Upconversion nanocrystals have been extensively investigated for optical imaging and biomedical applications^1,2. However, their photoluminescence is strongly attenuated by surface quenching as the nanocrystal size diminishes³. Despite considerable efforts^4,5, the quenching mechanism remains poorly understood. Here we report that surface coordination of bidentate picolinic acid molecules to NaGdF₄:Yb/Tm nanoparticles enhances four-photon upconversion by 11,000-fold. Mechanistic studies indicate that surface ligand coordination reconstructs orbital hybridization and crystal-field splitting, minimizing the energy difference between the 4f orbitals of surface and inner lanthanide sensitizers. The 4f-orbital energy resonance facilitates energy migration within the ytterbium sublattice, impeding energy diffusion to surface defects and ultimately enhancing energy transfer to the emitters. Moreover, ligand coordination can exert energy-level reconstruction with a ligand–sensitizer separation of over 2 nm. These findings offer insights into the development of highly emissive nanohybrids and provide a platform for constructing optical interrogation systems at single-particle levels.

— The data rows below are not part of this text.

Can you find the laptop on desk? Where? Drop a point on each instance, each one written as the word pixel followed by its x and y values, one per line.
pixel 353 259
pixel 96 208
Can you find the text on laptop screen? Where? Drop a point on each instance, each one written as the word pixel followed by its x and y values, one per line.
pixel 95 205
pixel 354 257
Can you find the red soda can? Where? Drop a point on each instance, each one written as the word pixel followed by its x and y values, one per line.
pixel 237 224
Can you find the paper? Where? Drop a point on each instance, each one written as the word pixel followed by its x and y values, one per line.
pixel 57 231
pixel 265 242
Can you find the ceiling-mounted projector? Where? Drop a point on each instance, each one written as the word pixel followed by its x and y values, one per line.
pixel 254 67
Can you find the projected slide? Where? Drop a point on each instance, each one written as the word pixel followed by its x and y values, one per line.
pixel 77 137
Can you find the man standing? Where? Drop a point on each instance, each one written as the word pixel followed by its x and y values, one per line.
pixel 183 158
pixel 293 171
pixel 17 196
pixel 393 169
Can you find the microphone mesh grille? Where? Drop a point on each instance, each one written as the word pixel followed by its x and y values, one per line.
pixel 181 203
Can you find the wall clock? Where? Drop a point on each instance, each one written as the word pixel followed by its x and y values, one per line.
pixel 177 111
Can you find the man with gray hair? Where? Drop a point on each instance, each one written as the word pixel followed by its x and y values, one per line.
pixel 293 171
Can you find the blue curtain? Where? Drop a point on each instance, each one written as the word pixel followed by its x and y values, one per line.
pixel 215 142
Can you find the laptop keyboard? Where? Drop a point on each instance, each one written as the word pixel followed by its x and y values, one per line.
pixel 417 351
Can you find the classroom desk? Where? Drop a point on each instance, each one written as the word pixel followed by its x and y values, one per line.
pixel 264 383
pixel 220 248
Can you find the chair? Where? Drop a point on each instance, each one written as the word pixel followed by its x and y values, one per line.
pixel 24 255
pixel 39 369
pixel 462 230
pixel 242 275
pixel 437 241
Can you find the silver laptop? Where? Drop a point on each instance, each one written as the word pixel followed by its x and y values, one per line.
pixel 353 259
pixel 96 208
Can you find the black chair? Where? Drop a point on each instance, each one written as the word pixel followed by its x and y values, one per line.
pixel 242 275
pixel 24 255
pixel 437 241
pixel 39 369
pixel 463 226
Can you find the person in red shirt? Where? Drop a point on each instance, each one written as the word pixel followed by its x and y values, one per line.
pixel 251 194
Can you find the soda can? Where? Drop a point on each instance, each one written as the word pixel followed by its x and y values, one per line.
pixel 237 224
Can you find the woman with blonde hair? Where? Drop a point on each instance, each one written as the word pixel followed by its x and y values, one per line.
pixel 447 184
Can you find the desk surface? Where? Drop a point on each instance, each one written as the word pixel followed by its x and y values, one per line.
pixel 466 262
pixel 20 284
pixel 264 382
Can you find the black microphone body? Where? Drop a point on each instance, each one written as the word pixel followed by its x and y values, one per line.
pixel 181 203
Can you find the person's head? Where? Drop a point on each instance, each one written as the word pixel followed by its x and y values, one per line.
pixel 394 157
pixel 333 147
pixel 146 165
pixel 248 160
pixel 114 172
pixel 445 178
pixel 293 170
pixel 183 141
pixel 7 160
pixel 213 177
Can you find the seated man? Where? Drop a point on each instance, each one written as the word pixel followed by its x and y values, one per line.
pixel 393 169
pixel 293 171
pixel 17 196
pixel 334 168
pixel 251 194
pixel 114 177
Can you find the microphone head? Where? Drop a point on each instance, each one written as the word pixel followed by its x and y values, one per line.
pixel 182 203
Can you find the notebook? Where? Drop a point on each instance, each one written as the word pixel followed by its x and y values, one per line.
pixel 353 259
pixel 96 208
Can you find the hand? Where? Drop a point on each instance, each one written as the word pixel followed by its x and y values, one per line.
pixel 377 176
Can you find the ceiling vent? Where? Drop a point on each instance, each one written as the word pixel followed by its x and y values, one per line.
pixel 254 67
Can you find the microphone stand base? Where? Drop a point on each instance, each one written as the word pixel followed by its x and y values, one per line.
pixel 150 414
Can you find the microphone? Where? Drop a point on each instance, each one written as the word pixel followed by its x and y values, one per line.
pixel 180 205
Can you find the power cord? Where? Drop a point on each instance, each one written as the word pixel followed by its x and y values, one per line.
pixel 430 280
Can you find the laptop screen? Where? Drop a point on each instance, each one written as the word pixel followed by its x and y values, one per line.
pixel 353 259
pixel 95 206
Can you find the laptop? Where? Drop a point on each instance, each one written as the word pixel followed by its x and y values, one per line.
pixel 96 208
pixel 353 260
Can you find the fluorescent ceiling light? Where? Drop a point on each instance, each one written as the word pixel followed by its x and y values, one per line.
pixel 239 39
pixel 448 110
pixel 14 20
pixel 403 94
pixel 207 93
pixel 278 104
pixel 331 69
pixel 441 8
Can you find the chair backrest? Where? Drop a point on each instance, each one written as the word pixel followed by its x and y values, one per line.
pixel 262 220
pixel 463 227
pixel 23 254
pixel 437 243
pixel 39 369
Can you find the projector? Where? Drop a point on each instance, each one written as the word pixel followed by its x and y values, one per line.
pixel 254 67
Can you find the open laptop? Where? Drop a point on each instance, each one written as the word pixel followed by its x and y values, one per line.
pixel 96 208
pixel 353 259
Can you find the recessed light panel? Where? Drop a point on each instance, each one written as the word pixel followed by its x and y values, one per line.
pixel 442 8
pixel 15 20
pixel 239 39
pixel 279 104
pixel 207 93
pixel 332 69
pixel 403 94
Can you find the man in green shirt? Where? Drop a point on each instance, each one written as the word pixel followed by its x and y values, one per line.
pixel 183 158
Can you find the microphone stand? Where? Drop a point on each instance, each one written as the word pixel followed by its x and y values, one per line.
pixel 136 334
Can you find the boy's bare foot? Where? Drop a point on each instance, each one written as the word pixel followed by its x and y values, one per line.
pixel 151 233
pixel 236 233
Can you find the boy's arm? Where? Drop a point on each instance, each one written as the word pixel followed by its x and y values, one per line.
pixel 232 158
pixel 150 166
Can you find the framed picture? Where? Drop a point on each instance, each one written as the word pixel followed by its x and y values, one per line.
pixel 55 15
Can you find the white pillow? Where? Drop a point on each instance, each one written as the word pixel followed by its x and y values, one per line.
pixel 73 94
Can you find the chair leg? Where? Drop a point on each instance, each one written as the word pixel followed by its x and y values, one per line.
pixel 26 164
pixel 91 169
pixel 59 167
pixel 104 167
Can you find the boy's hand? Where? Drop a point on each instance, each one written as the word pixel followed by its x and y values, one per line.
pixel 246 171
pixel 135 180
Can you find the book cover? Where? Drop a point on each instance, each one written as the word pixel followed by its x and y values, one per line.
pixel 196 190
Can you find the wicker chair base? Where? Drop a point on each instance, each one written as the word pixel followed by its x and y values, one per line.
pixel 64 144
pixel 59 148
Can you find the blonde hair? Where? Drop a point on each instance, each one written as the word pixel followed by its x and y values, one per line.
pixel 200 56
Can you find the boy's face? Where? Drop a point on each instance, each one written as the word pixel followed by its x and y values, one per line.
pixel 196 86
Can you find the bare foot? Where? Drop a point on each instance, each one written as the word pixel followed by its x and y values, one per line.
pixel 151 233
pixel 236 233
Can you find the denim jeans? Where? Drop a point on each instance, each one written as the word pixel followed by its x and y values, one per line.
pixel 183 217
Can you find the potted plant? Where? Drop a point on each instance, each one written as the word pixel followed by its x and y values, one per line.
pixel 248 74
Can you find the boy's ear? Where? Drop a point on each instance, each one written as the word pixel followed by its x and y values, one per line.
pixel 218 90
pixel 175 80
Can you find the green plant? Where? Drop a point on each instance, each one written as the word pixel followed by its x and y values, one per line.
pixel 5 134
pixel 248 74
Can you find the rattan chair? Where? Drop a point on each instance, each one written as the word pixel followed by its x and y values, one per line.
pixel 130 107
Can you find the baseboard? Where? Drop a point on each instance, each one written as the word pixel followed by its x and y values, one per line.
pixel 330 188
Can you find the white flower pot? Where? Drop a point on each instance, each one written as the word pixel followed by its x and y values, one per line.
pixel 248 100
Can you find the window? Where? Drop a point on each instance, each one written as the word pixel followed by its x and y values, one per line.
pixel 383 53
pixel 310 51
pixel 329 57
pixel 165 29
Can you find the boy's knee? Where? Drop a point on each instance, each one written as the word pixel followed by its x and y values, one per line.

上转换纳米晶体已被广泛研究用于光学成像和生物医学应用^1,2。然而，随着纳米晶体尺寸的减小，它们的光致发光会因表面淬火而大大减弱³。尽管付出了相当大的努力^4,5，淬火机制仍然知之甚少。在这里，我们报告了二齿吡啶甲酸分子与 NaGdF ₄的表面配位：Yb/Tm 纳米颗粒将四光子上转换提高了 11,000 倍。机理研究表明，表面配体配位重建了轨道杂交和晶体场分裂，最大限度地减少了表面和内部镧系元素敏化剂的 4 f轨道之间的能量差异。4楼-轨道能量共振促进镱亚晶格内的能量迁移，阻止能量扩散到表面缺陷并最终增强能量到发射器的传输。此外，配体配位可以进行能级重建，配体-敏化剂分离超过 2 nm。这些发现为高发射纳米杂化物的发展提供了见解，并为在单粒子水平上构建光学询问系统提供了一个平台。